Many restaurants will close between lunch and dinner, allowing staff to go home or take a long break. They will then reopen for dinner around 7:30 pm. (Some places will reopen around 6 pm, mainly if they cater to tourists.)
If you get hungry before then, you can always stop in a brasserie, which serves food all day.
Take a Day Trip (or Two)
Before traveling to Paris for the first time, I’d read many itineraries that suggested adding a day trip. They were absolutely right! France is such a beautiful country, and Paris is only a piece of it.
Taking a day trip is pretty easy to do. You can rent a car or take a train. We decided to take the easy route and go on guided tours that provided transportation so that we could just sit back and enjoy the ride!
Some popular day trips from Paris:
- The Palace of Versailles: This is probably one of the most popular day trips for first-time visitors to Paris because it is relatively close to the city. Explore the opulent palace and gardens of French royalty, including the infamous Marie Antoinette. Book your tour (with transport) here!
- Monet’s Home in Giverny: Leave the bustling city behind and head to the French countryside. When you arrive in Giverny, it’s easy to see why Impressionist painter Claude Monet was inspired and made his home there. Book your half-day tour from Paris here!

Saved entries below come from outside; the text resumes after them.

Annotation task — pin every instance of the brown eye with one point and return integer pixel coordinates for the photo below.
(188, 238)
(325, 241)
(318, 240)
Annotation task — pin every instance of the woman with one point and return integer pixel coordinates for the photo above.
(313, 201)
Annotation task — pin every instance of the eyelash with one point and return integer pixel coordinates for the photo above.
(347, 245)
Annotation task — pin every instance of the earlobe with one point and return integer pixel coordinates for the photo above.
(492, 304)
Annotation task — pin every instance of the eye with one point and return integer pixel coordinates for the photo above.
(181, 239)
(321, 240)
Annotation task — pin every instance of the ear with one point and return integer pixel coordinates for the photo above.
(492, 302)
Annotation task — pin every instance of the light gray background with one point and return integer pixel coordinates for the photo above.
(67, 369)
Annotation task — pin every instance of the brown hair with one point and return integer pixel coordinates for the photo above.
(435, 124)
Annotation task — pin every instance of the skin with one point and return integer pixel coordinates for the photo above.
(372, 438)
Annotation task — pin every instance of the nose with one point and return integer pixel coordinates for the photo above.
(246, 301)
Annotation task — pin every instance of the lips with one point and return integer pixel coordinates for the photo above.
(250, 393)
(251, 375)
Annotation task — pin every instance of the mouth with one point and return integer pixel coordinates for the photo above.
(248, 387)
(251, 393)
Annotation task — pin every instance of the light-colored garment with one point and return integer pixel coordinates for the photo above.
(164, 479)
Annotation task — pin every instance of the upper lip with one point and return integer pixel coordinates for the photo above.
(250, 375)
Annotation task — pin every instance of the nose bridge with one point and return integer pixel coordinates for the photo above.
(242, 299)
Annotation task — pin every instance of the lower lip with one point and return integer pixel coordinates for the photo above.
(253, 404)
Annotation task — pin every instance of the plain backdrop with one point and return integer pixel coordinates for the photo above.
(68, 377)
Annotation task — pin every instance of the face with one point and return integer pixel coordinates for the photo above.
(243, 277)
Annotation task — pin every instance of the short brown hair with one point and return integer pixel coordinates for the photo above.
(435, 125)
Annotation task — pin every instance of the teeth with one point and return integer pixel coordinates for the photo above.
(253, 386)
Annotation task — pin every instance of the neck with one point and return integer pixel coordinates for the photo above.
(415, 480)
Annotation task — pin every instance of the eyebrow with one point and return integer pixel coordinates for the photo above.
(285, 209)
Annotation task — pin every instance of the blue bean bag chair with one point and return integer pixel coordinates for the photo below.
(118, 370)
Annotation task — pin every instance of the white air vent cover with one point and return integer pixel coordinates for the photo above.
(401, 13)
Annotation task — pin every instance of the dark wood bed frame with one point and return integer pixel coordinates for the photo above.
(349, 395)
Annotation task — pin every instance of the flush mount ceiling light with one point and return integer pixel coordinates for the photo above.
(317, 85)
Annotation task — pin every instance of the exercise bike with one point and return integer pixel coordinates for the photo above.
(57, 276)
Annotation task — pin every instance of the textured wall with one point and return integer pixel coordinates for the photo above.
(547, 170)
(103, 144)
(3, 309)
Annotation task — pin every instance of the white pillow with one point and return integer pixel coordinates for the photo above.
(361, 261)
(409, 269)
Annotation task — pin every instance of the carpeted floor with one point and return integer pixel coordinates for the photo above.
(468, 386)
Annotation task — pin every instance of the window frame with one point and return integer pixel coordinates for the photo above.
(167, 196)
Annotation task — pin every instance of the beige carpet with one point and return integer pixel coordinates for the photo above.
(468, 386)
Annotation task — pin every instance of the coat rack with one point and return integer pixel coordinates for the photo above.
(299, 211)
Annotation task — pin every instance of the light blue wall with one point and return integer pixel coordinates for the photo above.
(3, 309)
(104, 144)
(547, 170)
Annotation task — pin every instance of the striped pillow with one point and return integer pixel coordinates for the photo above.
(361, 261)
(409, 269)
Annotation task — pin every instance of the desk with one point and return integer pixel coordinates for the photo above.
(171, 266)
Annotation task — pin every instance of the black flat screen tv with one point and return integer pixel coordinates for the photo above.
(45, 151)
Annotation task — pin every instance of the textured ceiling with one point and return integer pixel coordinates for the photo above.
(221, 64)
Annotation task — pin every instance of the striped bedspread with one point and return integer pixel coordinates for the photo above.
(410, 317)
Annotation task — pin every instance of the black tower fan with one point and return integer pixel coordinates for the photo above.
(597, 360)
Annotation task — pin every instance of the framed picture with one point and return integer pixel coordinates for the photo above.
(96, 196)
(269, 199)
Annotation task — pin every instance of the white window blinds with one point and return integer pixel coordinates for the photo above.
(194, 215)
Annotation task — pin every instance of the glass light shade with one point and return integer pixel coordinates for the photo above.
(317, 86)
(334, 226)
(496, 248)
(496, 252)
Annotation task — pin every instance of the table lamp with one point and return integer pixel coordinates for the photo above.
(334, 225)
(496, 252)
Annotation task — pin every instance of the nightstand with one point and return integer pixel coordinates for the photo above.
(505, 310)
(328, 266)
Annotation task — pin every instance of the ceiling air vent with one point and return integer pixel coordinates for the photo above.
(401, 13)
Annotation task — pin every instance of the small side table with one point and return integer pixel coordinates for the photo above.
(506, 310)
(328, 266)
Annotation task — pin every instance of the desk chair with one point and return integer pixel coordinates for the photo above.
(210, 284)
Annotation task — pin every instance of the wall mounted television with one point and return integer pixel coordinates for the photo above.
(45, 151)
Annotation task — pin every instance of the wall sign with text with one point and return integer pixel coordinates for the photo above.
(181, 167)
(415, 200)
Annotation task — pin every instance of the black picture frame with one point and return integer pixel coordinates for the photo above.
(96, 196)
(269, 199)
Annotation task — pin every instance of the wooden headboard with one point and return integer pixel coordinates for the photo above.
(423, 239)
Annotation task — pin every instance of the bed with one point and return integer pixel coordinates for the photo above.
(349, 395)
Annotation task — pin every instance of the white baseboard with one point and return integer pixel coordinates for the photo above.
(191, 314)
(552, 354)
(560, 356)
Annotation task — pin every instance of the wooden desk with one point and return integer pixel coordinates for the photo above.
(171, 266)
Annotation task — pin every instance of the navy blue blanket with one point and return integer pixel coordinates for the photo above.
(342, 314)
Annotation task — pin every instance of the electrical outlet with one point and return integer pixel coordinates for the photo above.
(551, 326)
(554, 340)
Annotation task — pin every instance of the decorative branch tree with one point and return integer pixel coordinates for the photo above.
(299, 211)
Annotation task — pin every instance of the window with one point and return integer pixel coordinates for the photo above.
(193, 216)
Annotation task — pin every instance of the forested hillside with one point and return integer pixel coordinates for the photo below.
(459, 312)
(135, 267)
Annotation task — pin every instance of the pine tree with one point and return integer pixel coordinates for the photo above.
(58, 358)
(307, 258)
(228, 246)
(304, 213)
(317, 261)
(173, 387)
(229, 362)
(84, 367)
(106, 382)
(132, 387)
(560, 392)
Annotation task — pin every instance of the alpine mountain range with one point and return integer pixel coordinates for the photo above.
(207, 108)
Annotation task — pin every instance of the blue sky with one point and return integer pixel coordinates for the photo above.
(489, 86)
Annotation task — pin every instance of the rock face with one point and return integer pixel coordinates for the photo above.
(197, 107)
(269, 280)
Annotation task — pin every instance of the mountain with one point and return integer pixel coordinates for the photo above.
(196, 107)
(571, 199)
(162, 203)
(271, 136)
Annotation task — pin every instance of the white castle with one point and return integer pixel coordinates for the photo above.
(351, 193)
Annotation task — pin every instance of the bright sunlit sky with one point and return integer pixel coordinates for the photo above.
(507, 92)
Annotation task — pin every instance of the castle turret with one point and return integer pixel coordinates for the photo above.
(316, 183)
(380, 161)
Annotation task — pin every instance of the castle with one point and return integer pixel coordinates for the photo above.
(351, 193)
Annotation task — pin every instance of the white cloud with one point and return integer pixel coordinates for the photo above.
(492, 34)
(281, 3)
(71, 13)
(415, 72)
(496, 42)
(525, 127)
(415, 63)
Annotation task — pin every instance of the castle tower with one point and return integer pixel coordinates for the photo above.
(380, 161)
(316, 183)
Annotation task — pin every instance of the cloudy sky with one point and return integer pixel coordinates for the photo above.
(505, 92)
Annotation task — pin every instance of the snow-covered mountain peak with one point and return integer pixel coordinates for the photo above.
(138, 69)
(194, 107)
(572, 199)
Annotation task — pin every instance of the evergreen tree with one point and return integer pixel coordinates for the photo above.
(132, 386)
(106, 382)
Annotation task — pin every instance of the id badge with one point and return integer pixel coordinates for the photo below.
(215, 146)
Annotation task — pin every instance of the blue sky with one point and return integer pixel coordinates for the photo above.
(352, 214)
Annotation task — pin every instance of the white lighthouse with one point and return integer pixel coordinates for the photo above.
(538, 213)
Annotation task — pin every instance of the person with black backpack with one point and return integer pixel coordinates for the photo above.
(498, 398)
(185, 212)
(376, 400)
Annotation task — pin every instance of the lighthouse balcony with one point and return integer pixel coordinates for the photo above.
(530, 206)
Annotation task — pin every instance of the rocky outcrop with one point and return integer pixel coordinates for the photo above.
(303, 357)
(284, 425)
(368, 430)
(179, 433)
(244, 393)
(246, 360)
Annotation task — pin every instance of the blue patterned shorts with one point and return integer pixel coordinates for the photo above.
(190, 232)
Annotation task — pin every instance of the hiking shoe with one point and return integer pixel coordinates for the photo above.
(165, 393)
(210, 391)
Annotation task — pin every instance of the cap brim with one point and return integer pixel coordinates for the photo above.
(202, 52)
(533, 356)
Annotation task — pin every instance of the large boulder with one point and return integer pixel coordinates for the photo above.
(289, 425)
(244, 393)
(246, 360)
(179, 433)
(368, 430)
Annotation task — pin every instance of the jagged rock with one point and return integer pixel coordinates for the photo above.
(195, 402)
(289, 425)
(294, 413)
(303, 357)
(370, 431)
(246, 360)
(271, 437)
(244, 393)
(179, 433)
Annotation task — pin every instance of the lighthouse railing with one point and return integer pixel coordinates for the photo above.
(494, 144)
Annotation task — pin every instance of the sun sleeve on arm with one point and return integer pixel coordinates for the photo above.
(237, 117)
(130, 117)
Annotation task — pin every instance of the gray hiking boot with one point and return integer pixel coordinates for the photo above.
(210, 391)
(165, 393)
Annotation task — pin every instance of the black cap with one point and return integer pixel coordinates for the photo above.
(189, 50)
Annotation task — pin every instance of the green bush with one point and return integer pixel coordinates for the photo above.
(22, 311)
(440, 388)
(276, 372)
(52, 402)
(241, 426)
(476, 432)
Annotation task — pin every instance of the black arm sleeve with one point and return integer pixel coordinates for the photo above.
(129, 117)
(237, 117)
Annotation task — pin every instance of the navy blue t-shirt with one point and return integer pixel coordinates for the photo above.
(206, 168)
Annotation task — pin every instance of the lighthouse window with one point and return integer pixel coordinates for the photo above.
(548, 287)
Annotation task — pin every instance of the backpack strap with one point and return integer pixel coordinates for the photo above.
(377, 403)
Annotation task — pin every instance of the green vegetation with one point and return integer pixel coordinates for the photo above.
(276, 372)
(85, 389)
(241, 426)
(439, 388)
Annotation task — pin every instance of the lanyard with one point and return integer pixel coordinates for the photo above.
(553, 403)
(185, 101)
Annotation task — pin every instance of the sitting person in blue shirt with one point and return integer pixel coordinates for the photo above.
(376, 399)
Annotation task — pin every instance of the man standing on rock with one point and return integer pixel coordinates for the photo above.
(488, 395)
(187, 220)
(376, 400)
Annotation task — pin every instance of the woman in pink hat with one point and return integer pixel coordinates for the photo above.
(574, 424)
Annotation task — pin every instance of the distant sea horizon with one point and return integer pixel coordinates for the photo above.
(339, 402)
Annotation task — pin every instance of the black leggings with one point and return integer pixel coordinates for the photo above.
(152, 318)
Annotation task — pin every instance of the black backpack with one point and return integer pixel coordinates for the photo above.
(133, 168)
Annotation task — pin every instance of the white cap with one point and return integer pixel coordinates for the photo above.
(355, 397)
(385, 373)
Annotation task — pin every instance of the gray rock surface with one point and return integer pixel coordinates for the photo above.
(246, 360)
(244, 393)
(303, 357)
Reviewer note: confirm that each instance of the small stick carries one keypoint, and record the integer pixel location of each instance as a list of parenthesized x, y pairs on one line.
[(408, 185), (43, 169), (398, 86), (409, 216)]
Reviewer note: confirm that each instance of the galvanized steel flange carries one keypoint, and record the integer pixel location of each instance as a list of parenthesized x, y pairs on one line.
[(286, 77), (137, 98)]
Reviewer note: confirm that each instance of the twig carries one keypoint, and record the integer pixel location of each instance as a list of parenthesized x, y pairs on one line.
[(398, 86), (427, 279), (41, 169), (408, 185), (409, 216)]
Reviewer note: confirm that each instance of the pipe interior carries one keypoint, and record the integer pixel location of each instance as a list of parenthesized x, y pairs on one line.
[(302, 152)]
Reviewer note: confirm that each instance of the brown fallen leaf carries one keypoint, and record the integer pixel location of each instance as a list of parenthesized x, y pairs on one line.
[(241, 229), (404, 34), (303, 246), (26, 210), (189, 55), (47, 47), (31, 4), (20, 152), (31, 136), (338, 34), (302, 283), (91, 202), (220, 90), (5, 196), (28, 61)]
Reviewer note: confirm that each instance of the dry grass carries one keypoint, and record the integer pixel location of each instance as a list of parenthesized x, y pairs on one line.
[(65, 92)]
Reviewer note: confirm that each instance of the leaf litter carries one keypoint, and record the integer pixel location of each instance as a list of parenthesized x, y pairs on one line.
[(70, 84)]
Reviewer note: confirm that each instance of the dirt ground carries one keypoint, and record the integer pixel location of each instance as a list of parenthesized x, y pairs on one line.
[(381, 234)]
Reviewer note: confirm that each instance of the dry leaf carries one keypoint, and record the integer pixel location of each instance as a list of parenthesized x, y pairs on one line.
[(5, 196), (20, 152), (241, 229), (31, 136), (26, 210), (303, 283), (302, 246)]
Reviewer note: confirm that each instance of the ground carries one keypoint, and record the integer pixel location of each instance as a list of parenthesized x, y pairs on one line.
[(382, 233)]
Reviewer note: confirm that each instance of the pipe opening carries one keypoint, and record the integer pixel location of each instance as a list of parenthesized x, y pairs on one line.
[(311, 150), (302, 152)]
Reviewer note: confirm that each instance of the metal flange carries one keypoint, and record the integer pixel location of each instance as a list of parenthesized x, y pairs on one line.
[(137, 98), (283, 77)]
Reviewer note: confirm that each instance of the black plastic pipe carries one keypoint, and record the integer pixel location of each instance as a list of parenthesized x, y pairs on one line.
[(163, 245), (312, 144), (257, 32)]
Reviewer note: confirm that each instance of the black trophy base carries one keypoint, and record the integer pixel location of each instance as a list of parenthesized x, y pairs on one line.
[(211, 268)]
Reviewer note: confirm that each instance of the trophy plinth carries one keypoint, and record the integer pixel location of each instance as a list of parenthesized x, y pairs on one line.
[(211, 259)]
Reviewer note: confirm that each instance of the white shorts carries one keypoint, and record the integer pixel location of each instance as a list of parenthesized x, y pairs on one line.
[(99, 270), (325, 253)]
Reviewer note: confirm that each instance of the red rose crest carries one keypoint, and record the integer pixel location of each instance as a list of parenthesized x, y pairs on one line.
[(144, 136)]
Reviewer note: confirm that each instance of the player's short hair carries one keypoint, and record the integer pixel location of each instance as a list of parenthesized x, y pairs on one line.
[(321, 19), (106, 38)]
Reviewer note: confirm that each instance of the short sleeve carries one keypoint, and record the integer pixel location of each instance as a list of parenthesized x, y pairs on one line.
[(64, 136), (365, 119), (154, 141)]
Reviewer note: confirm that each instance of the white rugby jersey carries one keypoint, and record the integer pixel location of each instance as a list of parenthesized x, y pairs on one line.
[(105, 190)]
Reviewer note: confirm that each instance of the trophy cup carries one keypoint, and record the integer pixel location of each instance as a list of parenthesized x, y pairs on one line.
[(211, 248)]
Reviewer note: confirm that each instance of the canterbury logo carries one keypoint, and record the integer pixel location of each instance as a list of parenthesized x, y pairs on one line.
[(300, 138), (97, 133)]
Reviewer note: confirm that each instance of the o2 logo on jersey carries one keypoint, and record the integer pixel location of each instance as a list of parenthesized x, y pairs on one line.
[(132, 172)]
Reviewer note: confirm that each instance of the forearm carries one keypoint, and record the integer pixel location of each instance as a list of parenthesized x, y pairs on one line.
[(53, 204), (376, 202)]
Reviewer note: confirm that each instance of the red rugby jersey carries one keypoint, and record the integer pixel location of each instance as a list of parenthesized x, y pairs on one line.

- Champagne Region: If it’s not truly Champagne unless it’s from Champagne, you might as well try the real thing and take a day trip to the French region known for its cellars. Enjoy wine tastings and rolling hills of vineyards. Book your day trip of tastings here!
- The Loire Valley: Live your Disney princess dreams and take a day trip to the Loire Valley, which is known for its many castles. Tour beautiful chateaux and medieval towns dotted throughout the countryside. Book your tour of fairytale castles (plus wine tasting) here
Want to cross two places off your list in one day? We took this guided tour and visited Giverny in the morning and Versailles in the afternoon! (While I would’ve liked to have had more time at both, it was a great way to save time during our one week in Paris.)
I had a delightful first trip to Paris and am looking forward to returning someday with all of my newfound knowledge. I hope these Paris tips for first-timers help you have a fantastic trip to the City of Light!